The Maze: Europe’s biggest marketplaces saw sharp swings in traffic, referrals and conversions as shoppers chased deals across platforms. A multi-week view of visits and behaviour shows how fast winners can change. The data tracks traffic spikes, cross-site hopping and AI search adoption to reveal a new competitive map.
→ Amazon’s Black Friday surge hit roughly 3% visit share while rivals stayed near 0.3 to 0.5%, giving it the clearest traffic win across Europe.
→ Search engines drove up to 29% of referrals before Black Friday and 27% on the day, while other e-commerce sites lifted Temu and AliExpress to 18% and 14%.
→ AI search share jumped from 2 to 3% in late 2024 to 6 to 9% by mid-2025, with Amazon and AliExpress reaching peaks near 8 to 9%.
→ Multi-marketplace visits climbed from 4.5% to 6.8% on Black Friday as users visited two to six different platforms in a single day.
→ Conversions rose fastest at Amazon, from 12% to 17%, while Temu held the strongest purchase depth at 2.5 per buyer.
Why it matters: Europe’s marketplaces now compete on discovery, not just price. AI search rewrites where the journey starts. Cross-site hopping means loyalty erodes when discounts rise. The race is no longer about owning the checkout but owning the first click.
🛒 Traffic Spike
Amazon dominates Black Friday surge

Shoppers overwhelmingly gravitated to Amazon during Black Friday, giving it roughly a tenfold lead over AliExpress, Temu and eBay. The jump signalled a concentration of intent and a clear winner for promotional pull.
→ Amazon’s share moved from about 1.5% mid November to a Black Friday high near 3%, the strongest spike among major EU platforms.
→ AliExpress, Temu and eBay stayed around 0.2 to 0.4%, showing far smaller promotional uplift across key dates.
→ The difference widened post event as Amazon maintained stronger momentum while rivals fell back to baseline.
Amazon’s ability to convert peak windows into attention makes it the reference point for every promotion. Others must work harder to earn that first visit.
🔍 Referral Shift
Search dominates but e-commerce lifts rivals

Referral patterns reveal how shoppers arrive, and the split shows search engines still command up to 27 to 29% of traffic. But other e-commerce sites gained share fast, especially for Temu and AliExpress.
→ Amazon’s search engine referrals held near 27%, while Temu reached similar levels at 26%.
→ AliExpress lifted its other e-commerce referrals to 14.5% and Temu to 17.7%, signalling aggressive cross-platform pull.
→ Social media dipped for Temu from 15% to 11.5%, showing weaker social traction during peak periods.
Arrival paths are fragmenting and no single channel owns discovery.

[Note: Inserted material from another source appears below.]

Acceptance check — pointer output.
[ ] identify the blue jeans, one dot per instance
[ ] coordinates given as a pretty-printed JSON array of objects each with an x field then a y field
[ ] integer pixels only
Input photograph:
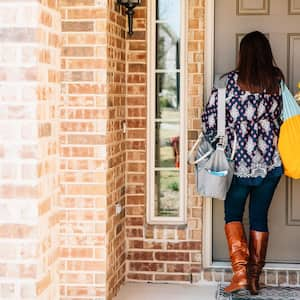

The mix of search, social and cross-commerce sends buyers in new directions and raises competitive pressure.
🤖 AI Search Rise
AI search accelerates across Europe

AI search share exploded from low single digits in late 2024 to strong single digits by Q3 2025. Amazon and AliExpress moved quickest, signalling a new discovery battleground.
→ AliExpress jumped from 3.2% to 8.4% by July 2025 before stabilising at 7.3% in September.
→ Amazon climbed from 3.3% to 8.8% in September, ending the quarter ahead of all peers.
→ Temu and eBay expanded from roughly 2% and 1.5% to 5 to 6%.
AI search is becoming the new homepage for retail. Whoever ranks highest wins intent before the shopper even touches a marketplace.
🔄 Deal Hopping
More users visit multiple marketplaces

Deal hunting intensified as users moved between two, three or even six platforms in a single day. This behaviour shows cross-platform churn and rising competition for attention.
→ Two site visits rose from 2.6% to 3.4% and three site sessions from 1.0% to 1.5%.
→ Heavy explorers visiting five or more sites nearly doubled from 0.5% to about 1.1%.
→ Total multi-visit activity climbed from 4.5% to 6.8% on Black Friday.
Shoppers now roam across ecosystems in minutes. Winning a session is no longer enough. Every platform must win the next tab.
💳 Conversion Edge
Amazon leads conversions, Temu wins depth

Black Friday improved purchase efficiency across platforms, but Amazon captured the strongest conversion lift and Temu held the best purchase depth.
→ Amazon’s buyer share increased from 12% to 17%, the strongest lift in Europe.
→ Temu’s purchase depth held at 2.5 per buyer, outperforming Amazon, eBay and AliExpress.
→ AliExpress lifted buyer share from 5.2% to 6.6% but saw depth fall from 2.9 to 1.9.
Two winners emerge. Amazon dominates conversion volume. Temu wins on repeated purchasing. Their strategies set the benchmarks for the next retail cycle.